Methods: Hearts taken from Male Wistar rats (250-350g) were perfused at a constant pressure (80 mmHg) and immersed in perfusate (Krebs bicarbonate solution + insulin, 100 mU.ml-1) maintained at 37˚C. Electrical pacing was applied at 5 Hz during periods of perfusion. Left ventricular developed pressure (LVDP) was measured by means of a pressurised (5-10 mmHg) balloon inserted into the left ventricle and connected to a pressure transducer. Coronary flow (CF) was measured with a Transonic probe, placed between the perfusate reservoir and heart, connected to a T206 flow meter. Baseline mechanical function was recorded during an initial 15 min aerobic perfusion. Hearts were then subjected to 30 min of global, no-flow ischaemia followed by 2 h reperfusion and were electrically paced at 5 Hz whilst perfused. Infarct size (% of the left ventricle) was determined from triphenyltetrazolium chloride staining. Where used, SR141716A (SR6 CB1 receptor antagonist, 1 µM) and SR144528 (SR8 CB2 receptor antagonist, 1 µM) were present in the perfusate throughout the protocol. Vehicle (Tocrisolve100TM + DMSO 0.1% vol.vol-1, n = 9), AEA (1 µM, n = 7) or ACPA + JWH133 (1 µM each, n = 5) were infused 5 min prior to the onset of ischaemia and then throughout reperfusion. SR6 and SR8 were tested alone (n = 5 and 6, respectively) or in the presence of AEA (n = 6 and 6, respectively). Values (mean ± s.e.m) obtained after 2 h reperfusion were compared among the different experimental groups by analysis of variance supported by Dunnett’s post hoc test.
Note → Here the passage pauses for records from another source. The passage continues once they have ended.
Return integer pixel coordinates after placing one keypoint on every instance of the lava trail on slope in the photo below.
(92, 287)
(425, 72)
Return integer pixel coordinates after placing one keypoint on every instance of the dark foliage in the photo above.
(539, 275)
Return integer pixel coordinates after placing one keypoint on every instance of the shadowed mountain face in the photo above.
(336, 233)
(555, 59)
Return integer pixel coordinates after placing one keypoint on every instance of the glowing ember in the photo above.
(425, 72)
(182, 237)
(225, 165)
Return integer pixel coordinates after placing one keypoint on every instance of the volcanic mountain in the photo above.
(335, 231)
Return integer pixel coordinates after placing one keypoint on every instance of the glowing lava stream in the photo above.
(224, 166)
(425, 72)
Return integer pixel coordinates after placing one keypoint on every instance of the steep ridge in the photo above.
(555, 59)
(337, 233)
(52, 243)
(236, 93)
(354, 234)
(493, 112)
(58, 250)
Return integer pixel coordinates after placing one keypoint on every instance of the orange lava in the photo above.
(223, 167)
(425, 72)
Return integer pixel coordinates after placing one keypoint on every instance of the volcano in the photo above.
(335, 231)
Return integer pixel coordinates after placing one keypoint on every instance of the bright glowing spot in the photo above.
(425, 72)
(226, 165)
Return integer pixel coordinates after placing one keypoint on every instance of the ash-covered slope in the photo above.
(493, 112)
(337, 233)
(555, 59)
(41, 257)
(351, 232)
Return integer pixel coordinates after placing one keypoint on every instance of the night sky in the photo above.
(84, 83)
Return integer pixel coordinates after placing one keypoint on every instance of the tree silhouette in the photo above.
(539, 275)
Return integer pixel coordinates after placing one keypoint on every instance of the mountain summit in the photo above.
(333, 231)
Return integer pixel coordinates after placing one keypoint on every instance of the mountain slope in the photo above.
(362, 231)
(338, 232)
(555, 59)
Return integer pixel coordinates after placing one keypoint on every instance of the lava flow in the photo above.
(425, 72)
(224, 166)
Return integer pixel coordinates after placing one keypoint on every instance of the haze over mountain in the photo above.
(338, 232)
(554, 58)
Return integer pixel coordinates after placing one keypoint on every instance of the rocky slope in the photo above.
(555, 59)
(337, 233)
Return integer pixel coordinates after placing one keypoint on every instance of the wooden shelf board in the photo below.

In vehicle-treated hearts, by the end of reperfusion, LVDP had recovered to 26±5% and coronary flow to 17±4% of baseline. Infarct size, measured at the end of reperfusion, was 21±3% of the left ventricle. AEA had no significant effect on recovery of LVDP or CF compared to control but significantly reduced infarction to 10±1% of the left ventricle. Alone, neither SR6 nor SR8 had any significant effect on infarct size (22±4% and 20±2% of the left ventricle respectively) or recovery of LVDP (24±4% and 28±5% of baseline, respectively) or CF (32±6% and 26±6% of baseline, respectively). However, both SR6 and SR8 blocked the reduction in infarct size induced by AEA (26±4% and 21±2% of the left ventricle, respectively), recoveries of LVDP and CF were not significantly affected. The combination of ACPA and JWH133 had no significant effect on the recovery of LVDP (10±1% of baseline) or CF (26±17% of baseline) or extent of infarction (19±5% of the left ventricle).

AEA delivered in Tocrisolve100TM reduces infarct size when administered prior to ischaemia in rat isolated, Langendorff-perfused hearts. Activation of either CB1 or CB2 alone, or together, does not appear to account for cardioprotection induced by AEA.